Sinds de Tweede Wereldoorlog is het bruto binnenlands product (bbp) de belangrijkste maatstaf van economisch succes, en richt het economisch beleid zich vooral op een zo sterk mogelijke toename van het bbp. Hierbij staat in het dominante neoliberale economische denken de economische vrijheid centraal. Het neoliberalisme veronderstelt dat markten zo vrij mogelijk moeten kunnen opereren om het bbp, en daarmee de welvaart, te verhogen. Zorgen over de verdeling van inkomen en vermogen spelen daarbij nauwelijks een rol. De trickle-down-­theorie, die stelt dat alle inwoners van een land automatisch profiteren van een toename in de productie, rechtvaardigt zulk beleid (Watkins, 2014).

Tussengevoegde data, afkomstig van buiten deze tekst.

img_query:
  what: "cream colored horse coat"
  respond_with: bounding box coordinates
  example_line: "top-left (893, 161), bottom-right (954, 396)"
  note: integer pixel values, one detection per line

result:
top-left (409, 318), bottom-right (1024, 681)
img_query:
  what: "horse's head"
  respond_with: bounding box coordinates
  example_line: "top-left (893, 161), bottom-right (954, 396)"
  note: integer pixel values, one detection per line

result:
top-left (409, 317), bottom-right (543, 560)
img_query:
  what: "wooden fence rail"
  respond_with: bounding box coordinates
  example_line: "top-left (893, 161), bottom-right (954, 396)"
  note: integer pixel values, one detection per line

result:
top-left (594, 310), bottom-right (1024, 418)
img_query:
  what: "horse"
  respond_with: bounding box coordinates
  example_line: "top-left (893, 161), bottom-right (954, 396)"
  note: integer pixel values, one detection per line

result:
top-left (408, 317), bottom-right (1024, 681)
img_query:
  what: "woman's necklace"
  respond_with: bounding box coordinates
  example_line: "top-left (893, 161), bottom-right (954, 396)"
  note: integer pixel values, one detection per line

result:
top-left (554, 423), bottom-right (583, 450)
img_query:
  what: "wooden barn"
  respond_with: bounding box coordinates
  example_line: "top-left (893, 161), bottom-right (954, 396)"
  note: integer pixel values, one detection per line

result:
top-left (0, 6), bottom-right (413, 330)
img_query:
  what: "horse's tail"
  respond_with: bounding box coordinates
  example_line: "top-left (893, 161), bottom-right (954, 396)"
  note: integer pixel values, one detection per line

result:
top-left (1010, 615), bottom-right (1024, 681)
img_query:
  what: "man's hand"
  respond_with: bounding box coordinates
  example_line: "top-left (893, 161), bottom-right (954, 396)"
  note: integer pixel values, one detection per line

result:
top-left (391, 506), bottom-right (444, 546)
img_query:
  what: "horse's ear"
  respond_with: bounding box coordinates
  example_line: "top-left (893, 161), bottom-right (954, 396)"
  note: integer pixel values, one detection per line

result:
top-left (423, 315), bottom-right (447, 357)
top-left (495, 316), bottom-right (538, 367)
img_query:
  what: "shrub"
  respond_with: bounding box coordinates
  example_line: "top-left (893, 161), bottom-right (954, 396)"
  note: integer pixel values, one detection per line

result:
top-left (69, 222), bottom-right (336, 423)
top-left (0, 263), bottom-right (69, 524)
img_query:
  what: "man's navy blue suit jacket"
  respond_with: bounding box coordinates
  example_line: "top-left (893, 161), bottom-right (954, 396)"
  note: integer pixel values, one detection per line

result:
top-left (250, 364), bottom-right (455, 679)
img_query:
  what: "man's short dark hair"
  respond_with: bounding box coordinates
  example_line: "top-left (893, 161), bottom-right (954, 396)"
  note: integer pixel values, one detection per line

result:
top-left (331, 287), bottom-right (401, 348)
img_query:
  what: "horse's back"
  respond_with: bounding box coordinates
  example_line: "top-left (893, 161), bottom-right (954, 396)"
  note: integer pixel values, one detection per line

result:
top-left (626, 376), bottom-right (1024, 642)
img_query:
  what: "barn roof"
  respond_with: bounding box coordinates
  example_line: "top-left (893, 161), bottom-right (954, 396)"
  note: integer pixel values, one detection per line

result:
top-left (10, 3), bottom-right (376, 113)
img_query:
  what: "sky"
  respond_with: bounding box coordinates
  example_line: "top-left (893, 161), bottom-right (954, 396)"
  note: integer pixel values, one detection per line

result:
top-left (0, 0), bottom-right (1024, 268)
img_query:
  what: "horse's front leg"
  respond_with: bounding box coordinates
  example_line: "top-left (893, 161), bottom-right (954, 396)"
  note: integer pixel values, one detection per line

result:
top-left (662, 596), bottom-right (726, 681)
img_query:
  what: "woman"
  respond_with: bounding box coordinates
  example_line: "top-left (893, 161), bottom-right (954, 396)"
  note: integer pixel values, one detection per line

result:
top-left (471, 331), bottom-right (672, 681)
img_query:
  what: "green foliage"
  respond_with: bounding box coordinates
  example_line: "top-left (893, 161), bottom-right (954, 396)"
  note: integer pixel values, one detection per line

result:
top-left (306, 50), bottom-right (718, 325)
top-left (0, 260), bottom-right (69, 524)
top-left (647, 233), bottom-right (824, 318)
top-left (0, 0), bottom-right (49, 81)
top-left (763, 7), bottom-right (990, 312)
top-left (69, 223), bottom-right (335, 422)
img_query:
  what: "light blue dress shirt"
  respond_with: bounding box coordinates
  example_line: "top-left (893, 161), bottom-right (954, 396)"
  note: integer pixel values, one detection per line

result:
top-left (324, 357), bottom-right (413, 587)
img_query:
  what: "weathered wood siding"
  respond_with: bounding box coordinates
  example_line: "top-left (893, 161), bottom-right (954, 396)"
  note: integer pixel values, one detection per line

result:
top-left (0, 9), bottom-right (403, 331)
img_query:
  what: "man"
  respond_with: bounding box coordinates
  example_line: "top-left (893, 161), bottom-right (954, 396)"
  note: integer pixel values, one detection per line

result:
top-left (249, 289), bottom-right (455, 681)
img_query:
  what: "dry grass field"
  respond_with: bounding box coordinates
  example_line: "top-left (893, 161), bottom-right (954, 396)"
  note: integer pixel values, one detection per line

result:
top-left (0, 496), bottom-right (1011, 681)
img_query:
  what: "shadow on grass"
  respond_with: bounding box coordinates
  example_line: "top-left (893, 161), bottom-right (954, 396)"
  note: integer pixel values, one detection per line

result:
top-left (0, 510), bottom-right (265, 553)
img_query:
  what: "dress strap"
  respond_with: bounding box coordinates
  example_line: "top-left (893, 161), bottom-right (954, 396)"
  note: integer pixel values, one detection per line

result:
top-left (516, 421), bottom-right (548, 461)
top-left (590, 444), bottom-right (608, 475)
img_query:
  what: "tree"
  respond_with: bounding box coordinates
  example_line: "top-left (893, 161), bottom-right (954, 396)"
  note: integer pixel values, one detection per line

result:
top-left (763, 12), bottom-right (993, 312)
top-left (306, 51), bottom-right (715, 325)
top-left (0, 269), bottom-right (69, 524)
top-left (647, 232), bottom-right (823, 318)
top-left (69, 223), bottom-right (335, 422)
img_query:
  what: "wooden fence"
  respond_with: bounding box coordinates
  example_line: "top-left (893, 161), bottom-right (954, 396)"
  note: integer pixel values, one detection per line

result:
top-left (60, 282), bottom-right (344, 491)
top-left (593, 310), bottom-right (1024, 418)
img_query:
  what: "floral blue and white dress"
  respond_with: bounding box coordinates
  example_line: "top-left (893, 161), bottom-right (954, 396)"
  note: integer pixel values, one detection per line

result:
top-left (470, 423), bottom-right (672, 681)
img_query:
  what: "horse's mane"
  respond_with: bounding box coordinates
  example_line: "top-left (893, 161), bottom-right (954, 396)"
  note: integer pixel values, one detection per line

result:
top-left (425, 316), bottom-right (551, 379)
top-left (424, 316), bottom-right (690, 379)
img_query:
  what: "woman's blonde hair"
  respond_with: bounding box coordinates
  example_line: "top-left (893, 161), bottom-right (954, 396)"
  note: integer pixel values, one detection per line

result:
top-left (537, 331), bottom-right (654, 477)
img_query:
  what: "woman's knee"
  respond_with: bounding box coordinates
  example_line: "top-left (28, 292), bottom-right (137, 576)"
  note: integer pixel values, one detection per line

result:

Na een lange lijst van wetenschappelijke publicaties staat de trickle-down-theorie nu echter op de helling. Groei van het bbp betekent niet automatisch dat iedereen erop vooruit zal gaan. Zo tonen Piketty en Saez (2013) aan dat zestig procent van alle economische groei sinds de jaren zestig naar de rijkste één procent is gegaan. Daarnaast laten Roine et al. (2009) zien dat landen die grenzen stellen aan economische vrijheid – in het bijzonder aan vrijhandel – en die sterke arbeidsmarktinstituties hebben, er beter in slagen om de groei van topinkomens (en van de ongelijkheid) te beperken. Ook Ovaska en Takashima (2010) laten zien dat macro-economisch beleid gericht op groei van het bbp en de gemiddelde welvaart niet per definitie betekent dat iedereen in de samenleving erop vooruit zal gaan.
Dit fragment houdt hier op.